D’Eramo’s memories of being sent back to Italy after the strike at I.G. Farben, and getting herself rounded up by the SS, took much longer to surface: ‘I had to turn fifty before acknowledging that I had been repatriated … I wanted it to be the Nazis who had captured and imprisoned me.’ This is, in multiple senses, the ‘deviation’ of the title: the detours of the journey from Germany to Verona and back; d’Eramo’s avoidance of the facts long afterwards; also perhaps the deviant behaviour of deliberately getting herself arrested and sent to Dachau. A sense of survivor’s guilt is one of the motives that impels her to dump her documents and surrender to the SS in Verona, and it haunts the entire book. Much of the energy in d’Eramo’s story comes from the tension between her self-destructive impulses and her forceful will to live. But it’s intimately bound up with another impulse: ‘I was crushed by a sorrow and shame that paralysed my resolve. I had to shed my social class.’ (Her own earnestness on this score occasionally leads her to mistaken assumptions about people’s intentions. A foreman at the Farben factory is always winking at her and showing her his clenched fist. ‘I kept smiling complicitly at him.
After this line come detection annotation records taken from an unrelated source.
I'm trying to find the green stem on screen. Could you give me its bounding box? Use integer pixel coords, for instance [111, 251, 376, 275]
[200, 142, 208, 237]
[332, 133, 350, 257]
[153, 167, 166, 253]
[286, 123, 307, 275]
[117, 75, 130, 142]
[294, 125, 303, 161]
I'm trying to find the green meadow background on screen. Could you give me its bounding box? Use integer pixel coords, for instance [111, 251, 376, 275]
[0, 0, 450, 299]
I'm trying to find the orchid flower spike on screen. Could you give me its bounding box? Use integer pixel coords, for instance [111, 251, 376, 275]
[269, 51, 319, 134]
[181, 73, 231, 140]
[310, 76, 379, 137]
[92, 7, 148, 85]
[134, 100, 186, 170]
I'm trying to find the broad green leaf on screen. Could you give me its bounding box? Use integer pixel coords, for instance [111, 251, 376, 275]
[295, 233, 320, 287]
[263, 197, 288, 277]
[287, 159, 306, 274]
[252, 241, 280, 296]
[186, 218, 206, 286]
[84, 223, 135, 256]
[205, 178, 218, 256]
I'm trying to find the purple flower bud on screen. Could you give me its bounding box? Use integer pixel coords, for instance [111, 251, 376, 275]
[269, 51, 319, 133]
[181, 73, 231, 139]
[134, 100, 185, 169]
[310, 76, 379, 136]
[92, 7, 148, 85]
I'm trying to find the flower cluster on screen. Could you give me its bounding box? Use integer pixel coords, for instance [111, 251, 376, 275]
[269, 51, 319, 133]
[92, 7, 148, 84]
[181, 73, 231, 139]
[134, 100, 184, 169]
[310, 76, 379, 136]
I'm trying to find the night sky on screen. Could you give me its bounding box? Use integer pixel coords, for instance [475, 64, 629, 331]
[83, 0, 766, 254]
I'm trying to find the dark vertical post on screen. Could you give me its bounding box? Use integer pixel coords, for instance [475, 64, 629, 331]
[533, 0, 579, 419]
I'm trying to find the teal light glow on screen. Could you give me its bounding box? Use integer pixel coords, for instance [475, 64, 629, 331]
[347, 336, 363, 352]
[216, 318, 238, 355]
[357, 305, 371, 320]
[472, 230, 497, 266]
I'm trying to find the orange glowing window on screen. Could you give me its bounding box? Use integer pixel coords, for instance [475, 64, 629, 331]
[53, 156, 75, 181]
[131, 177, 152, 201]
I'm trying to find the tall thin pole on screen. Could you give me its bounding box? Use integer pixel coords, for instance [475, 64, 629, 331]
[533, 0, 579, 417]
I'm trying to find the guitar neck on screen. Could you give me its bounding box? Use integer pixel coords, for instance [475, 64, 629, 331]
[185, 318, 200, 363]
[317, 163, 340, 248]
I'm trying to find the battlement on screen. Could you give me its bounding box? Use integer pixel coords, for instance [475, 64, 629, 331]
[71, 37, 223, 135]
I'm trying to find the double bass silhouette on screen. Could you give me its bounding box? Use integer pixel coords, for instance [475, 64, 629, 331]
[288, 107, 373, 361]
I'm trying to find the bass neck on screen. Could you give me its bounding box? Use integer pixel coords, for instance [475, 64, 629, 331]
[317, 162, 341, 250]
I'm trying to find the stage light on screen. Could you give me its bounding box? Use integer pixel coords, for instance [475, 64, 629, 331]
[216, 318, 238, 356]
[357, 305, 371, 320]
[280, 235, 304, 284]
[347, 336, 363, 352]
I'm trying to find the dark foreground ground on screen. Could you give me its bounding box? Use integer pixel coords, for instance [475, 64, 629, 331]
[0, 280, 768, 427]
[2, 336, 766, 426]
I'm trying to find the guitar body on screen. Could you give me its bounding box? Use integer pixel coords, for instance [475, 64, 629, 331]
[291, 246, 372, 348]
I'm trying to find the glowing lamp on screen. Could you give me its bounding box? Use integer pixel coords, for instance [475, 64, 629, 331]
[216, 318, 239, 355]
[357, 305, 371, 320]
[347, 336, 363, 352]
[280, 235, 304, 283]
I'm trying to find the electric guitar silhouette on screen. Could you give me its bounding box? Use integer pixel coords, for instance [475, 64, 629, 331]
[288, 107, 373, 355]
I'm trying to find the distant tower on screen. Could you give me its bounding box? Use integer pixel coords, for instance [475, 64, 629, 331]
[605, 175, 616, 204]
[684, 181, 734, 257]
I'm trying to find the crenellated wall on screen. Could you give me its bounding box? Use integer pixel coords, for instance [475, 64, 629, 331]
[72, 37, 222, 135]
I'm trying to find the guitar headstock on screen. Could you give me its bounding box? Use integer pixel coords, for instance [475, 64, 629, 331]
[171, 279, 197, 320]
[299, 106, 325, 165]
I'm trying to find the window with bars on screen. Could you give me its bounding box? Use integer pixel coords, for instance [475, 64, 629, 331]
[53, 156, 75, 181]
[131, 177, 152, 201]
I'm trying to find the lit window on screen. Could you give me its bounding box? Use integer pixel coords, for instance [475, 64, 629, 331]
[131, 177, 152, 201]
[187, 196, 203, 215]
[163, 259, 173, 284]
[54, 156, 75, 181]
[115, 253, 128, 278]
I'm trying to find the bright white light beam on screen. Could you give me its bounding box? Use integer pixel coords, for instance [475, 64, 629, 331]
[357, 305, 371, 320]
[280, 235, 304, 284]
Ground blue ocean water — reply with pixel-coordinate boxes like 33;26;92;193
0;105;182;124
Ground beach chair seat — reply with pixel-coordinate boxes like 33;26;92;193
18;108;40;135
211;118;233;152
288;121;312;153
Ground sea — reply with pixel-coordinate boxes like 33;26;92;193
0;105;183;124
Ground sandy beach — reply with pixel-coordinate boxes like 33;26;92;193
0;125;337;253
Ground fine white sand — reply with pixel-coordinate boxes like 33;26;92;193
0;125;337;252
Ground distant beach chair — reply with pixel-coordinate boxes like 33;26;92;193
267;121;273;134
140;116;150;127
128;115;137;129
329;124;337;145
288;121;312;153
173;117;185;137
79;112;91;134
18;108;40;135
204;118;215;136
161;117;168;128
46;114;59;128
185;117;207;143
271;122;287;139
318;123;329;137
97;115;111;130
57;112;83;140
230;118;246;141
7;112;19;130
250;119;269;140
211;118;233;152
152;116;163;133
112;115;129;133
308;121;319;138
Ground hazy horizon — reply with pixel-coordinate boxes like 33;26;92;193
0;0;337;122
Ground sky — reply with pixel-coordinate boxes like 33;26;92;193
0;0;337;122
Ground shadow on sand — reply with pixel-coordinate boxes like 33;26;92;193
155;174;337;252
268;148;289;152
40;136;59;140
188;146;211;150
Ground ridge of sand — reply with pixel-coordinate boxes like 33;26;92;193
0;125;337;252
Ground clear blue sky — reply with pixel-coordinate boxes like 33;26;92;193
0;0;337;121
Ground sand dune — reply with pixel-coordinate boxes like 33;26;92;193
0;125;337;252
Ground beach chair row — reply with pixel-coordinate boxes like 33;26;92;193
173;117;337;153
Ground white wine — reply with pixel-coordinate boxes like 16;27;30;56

One day he rubbed up against me and said in my ear: “Tonight?” She takes a closer look at his fist and notices that his thumb is poking up between his fingers. ‘I had mistaken a proposal to fuck for a communist salute.’)
The need to throw off her social class persists long after the war. ‘How easily my class-conscious skin had grown back,’ she writes of herself in 1960, ‘like that of a snake.’ She describes the anger she felt at the ‘social circumstances that enable certain people to pass through the history of their time unscathed’. She’s thinking here of her father, who was tried after the war, but acquitted, having ‘never performed military actions but only administrative functions’; and of her uncle, an engineer and high-ranking Fascist, who went on to hold a senior position in Confindustria (the Italian equivalent of the CBI). And we catch glimpses of people whose social circumstances are very different from those of her family. In the autumn of 1961, d’Eramo and her 14-year-old son went to Germany:
As we drove through Frankfurt that night, Lorenzo shouted: ‘Pizzeria!’ … When we went in, however, the burst of joy faded at the sight of the poorly dressed immigrants crowded into the room, almost all from the south, their faces guarded, their eyes fiery. They helped me manage the steps in the wheelchair, asking and answering questions. They lived in the barracks, of course, the ones outside the city, in the camp called Pfaffenwiese, on the way to Mainz, yes, that’s the one, the old Frankfurt-Höchst Lager.